Hacker News new | past | comments | ask | show | jobs | submit login
Borg: The Predecessor to Kubernetes (kubernetesio.blogspot.com)
233 points by brendandburns on Apr 23, 2015 | hide | past | web | favorite | 38 comments

I think it'll be quite interesting to see how the smaller players organize themselves around the multitude of cluster resource management tools emerging as a natural reaction to Kubernetes growing out of the work Google's done on Borg.

I am curious to see how long of a shake-out period will exist before there's either a de facto stack of "compute resource" tooling, or if there's always going to be a highly fragmented and diverse way to accomplish your goals. Just off the top of my head (and there's way more) I'm thinking about Tectonic[1], Mesosphere[2], Rocket [3], Kismatic [4] as a few examples.

As a technologist and a planner, it's been challenging to see far enough into the future to decide on what tools to devote myself to learning at this point. I do think we're certainly in a "post-public cloud" timeline where we're getting good enough (or will be in 6-12 months) at abstracting virtualization right up to a millimeter or two below the application layer of our stacks. How we choose to do so seems to be currently up in the air.

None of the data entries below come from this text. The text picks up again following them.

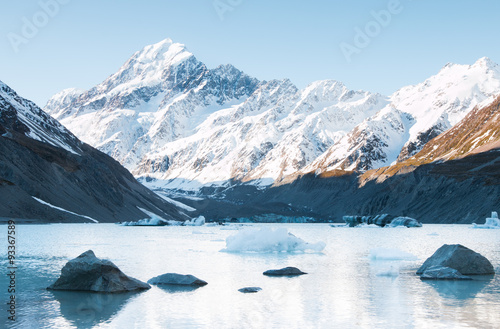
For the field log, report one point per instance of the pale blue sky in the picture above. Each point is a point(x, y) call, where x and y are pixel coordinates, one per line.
point(86, 41)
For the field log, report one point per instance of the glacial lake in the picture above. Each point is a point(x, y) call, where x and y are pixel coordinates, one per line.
point(345, 288)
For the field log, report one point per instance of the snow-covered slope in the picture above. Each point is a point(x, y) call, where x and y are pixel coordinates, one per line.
point(48, 175)
point(33, 122)
point(415, 115)
point(165, 115)
point(159, 95)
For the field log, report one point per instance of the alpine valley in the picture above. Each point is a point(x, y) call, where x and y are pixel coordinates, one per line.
point(230, 145)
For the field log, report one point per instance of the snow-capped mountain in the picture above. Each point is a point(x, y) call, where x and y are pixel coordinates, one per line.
point(415, 115)
point(47, 174)
point(166, 115)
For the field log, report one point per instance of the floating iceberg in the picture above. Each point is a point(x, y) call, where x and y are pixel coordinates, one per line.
point(198, 221)
point(391, 272)
point(491, 222)
point(381, 220)
point(268, 240)
point(153, 220)
point(390, 254)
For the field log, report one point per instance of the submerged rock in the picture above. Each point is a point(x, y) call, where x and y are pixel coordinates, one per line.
point(249, 290)
point(443, 273)
point(287, 271)
point(89, 273)
point(460, 258)
point(177, 279)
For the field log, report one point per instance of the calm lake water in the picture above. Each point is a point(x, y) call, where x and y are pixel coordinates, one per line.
point(345, 288)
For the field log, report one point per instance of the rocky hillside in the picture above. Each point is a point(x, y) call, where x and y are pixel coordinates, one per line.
point(415, 115)
point(48, 175)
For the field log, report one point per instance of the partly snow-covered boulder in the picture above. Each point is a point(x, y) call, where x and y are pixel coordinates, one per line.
point(198, 221)
point(405, 221)
point(89, 273)
point(460, 258)
point(177, 279)
point(249, 290)
point(491, 222)
point(287, 271)
point(443, 273)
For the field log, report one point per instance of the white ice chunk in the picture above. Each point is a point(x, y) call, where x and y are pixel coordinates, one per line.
point(64, 210)
point(390, 254)
point(268, 240)
point(389, 272)
point(491, 223)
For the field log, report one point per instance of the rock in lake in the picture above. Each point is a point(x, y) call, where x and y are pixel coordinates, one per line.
point(177, 279)
point(89, 273)
point(443, 273)
point(249, 290)
point(287, 271)
point(460, 258)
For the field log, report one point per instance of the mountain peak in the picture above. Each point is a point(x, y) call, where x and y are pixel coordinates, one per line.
point(165, 51)
point(485, 62)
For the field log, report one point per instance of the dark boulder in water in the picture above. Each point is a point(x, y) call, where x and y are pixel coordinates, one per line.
point(89, 273)
point(443, 273)
point(287, 271)
point(460, 258)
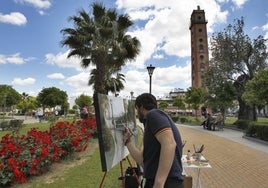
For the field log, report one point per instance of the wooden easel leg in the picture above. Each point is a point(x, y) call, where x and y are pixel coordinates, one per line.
point(134, 172)
point(122, 175)
point(104, 175)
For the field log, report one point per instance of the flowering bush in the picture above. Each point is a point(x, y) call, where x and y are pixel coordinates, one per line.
point(32, 154)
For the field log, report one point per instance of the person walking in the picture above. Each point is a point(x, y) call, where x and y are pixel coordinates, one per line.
point(162, 146)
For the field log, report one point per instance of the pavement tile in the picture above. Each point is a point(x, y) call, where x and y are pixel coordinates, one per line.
point(234, 164)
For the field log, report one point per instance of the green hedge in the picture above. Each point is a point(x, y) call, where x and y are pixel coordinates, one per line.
point(13, 123)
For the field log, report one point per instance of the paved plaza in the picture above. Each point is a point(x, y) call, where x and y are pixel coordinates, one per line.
point(236, 162)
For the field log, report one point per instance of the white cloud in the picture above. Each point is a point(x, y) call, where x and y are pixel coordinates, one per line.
point(56, 76)
point(13, 59)
point(40, 4)
point(23, 82)
point(265, 29)
point(166, 25)
point(15, 18)
point(62, 61)
point(79, 84)
point(239, 3)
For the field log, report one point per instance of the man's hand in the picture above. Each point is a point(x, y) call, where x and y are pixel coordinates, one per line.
point(127, 135)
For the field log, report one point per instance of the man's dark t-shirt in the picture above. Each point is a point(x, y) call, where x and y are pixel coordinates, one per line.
point(155, 121)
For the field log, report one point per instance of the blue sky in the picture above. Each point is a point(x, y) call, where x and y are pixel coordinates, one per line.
point(31, 57)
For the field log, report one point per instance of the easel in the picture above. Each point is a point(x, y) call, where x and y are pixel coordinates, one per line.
point(122, 177)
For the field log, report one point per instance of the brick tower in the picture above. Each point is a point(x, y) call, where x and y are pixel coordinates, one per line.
point(199, 47)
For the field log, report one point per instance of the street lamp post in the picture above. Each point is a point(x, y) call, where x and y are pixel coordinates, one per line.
point(150, 72)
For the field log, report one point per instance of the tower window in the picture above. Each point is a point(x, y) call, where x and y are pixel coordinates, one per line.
point(201, 47)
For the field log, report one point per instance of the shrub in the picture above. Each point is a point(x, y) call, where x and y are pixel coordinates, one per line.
point(175, 118)
point(258, 131)
point(4, 125)
point(32, 154)
point(183, 120)
point(242, 124)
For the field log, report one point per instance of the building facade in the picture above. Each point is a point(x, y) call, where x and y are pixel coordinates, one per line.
point(199, 47)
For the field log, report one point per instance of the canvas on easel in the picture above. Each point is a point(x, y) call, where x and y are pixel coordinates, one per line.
point(113, 114)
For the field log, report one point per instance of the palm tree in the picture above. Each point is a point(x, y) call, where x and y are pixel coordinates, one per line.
point(113, 80)
point(101, 40)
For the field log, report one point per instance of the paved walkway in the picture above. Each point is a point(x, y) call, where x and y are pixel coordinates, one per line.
point(236, 162)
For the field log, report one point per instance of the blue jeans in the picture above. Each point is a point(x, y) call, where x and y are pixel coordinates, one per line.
point(170, 183)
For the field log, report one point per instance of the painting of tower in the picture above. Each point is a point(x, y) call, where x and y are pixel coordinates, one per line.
point(199, 47)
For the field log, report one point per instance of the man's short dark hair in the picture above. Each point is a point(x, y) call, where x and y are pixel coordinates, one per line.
point(147, 100)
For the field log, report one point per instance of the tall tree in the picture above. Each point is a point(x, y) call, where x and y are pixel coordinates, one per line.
point(236, 58)
point(195, 97)
point(8, 96)
point(51, 97)
point(100, 39)
point(257, 90)
point(84, 101)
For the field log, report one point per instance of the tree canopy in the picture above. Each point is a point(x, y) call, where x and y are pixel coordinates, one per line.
point(235, 60)
point(257, 90)
point(100, 39)
point(51, 97)
point(8, 96)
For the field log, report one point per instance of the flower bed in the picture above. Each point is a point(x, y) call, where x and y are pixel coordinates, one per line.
point(32, 154)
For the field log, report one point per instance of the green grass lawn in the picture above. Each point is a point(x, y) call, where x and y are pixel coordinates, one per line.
point(86, 172)
point(83, 171)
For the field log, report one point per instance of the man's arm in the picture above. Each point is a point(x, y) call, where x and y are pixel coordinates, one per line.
point(135, 152)
point(167, 154)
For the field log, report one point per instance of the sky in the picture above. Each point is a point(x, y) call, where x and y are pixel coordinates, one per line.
point(32, 57)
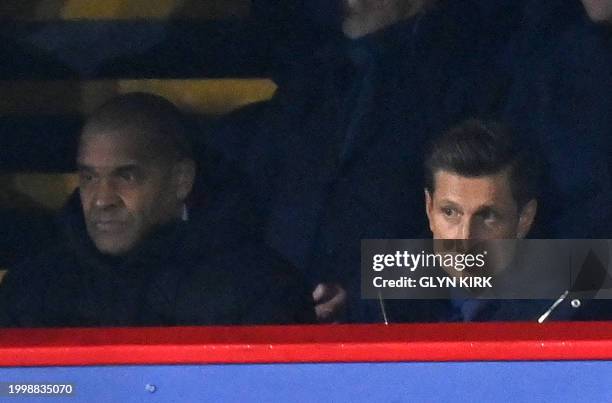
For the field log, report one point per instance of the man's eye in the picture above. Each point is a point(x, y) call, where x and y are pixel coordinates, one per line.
point(449, 212)
point(128, 176)
point(490, 218)
point(85, 177)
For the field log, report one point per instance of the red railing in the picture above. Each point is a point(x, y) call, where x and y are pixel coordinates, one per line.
point(293, 344)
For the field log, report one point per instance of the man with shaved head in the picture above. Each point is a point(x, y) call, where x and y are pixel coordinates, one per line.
point(133, 254)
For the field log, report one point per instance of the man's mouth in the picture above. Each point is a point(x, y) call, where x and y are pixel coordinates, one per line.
point(109, 225)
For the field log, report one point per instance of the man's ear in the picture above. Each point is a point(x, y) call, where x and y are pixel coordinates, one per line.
point(428, 206)
point(526, 218)
point(184, 176)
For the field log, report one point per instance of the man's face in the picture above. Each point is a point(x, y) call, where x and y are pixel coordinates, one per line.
point(476, 208)
point(363, 17)
point(126, 190)
point(599, 10)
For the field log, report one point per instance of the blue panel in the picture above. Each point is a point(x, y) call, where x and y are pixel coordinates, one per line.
point(387, 382)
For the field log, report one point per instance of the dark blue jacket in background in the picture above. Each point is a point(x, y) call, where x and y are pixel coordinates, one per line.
point(336, 156)
point(561, 97)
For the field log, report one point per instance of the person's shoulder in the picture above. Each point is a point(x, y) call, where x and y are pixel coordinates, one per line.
point(245, 283)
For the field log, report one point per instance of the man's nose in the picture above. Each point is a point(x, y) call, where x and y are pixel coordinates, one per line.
point(105, 194)
point(467, 229)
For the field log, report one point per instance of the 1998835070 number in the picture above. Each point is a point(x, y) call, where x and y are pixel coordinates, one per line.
point(35, 389)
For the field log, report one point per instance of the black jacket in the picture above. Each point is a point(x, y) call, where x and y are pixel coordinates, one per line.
point(185, 274)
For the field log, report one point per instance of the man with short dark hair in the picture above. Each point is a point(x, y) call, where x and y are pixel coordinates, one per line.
point(133, 254)
point(481, 183)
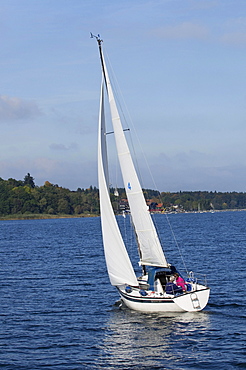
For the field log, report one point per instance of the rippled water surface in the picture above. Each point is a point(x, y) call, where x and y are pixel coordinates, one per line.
point(58, 310)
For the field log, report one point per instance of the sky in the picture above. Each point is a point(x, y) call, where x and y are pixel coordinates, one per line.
point(181, 69)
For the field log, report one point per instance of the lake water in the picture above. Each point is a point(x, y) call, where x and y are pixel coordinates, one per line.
point(58, 310)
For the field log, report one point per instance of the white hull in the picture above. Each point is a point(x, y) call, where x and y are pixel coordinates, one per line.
point(154, 302)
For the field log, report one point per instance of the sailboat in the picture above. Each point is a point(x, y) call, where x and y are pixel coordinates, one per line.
point(146, 292)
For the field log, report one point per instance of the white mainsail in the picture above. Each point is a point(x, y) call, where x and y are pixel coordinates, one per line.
point(119, 266)
point(151, 252)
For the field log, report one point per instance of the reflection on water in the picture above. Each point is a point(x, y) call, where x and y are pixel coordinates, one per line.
point(150, 341)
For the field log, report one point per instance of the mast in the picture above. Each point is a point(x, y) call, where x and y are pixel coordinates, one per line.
point(148, 241)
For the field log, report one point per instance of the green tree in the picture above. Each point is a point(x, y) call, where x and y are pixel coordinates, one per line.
point(29, 180)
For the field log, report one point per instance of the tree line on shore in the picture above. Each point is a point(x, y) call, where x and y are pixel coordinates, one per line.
point(19, 197)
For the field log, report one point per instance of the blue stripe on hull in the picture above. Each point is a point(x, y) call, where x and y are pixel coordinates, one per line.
point(145, 299)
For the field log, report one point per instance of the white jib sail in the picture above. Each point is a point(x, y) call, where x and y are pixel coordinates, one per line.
point(119, 266)
point(149, 243)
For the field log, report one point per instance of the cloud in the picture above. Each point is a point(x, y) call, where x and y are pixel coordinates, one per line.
point(185, 30)
point(62, 147)
point(13, 109)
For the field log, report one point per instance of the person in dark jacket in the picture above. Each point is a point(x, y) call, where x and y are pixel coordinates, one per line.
point(172, 288)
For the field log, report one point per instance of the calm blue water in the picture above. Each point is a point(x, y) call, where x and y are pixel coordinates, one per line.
point(58, 311)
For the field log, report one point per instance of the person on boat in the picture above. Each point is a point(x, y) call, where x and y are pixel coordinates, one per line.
point(172, 288)
point(180, 281)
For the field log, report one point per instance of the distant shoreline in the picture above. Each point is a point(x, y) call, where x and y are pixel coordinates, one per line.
point(42, 217)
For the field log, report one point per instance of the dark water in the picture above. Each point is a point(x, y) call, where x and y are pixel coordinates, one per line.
point(57, 307)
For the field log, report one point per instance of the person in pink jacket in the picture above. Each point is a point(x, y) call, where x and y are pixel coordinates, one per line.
point(180, 281)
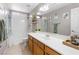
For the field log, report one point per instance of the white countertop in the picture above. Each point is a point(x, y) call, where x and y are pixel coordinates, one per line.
point(54, 41)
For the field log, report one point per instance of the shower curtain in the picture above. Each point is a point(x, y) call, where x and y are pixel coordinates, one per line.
point(2, 30)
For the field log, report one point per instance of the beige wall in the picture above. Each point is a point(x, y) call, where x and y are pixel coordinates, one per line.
point(65, 24)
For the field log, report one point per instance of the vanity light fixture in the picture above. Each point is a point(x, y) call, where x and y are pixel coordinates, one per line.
point(44, 7)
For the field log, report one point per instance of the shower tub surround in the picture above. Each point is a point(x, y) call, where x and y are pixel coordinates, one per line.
point(54, 41)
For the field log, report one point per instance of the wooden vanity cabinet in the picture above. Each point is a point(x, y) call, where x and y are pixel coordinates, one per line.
point(49, 51)
point(38, 48)
point(30, 43)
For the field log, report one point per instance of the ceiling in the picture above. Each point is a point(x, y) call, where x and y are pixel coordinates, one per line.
point(52, 7)
point(23, 7)
point(28, 7)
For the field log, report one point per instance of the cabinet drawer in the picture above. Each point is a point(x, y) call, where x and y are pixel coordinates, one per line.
point(41, 45)
point(50, 51)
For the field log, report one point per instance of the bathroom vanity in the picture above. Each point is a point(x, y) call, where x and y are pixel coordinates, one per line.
point(43, 43)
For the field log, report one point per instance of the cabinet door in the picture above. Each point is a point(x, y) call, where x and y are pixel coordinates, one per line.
point(39, 51)
point(34, 48)
point(50, 51)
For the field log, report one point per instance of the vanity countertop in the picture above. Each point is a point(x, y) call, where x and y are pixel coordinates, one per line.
point(55, 41)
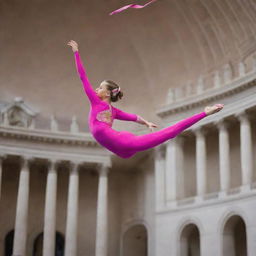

In my mind, this opens up the possibility of compute as a resource much wider than had previously been possible. We'll be less reliant upon Azure, AWS, and GCP's mixture os Paas and Iaas and much more interested in compute as a resource, likely from bare metal or private cloud providers.

I'm looking forward to the increased efficiency (both through compute power and cost) and security available in moving from a application-level virtualization to operating system-level virtualization.

[1] https://coreos.com/blog/announcing-tectonic/ [2] https://github.com/mesosphere [3] https://github.com/coreos/rkt [4] https://github.com/kismatic

Disclosure: I work at Google and was a co-founder of the Kubernetes project.

I think your observations are interesting. From my (somewhat biased) viewpoint I don't think we will enter into a 'post cloud' world. There are very real efficiency gains from running at public cloud provider scale, and the economics you see right now are not what I would consider 'steady state'. Beyond that the systems we are introducing with Kubernetes are focused on offering high levels of dynamism. They will ultimately fit your workload precisely to the amount of compute infrastructure you need, hopefully saving you quite a lot of money vs provisioning for peak. It will make a lot of sense to lease the amount of 'logical infrastructure' you need vs provisioning static physical infrastructure.

There are however legitimate advantages to our customers in being able to pick their providers and change providers as their needs change. We see the move to high levels of portability as a great way to keep ourselves and other providers honest.

-- craig

Since we have someone who worked on these projects here, there was a report a couple of years ago about Borg and its successor, then called Omega. Is Kubernetes related to / a renamed Omega?

Edit: Wired story: http://www.wired.com/2013/03/google-borg-twitter-mesos/

Omega is a separate system than both Borg and Kubernetes.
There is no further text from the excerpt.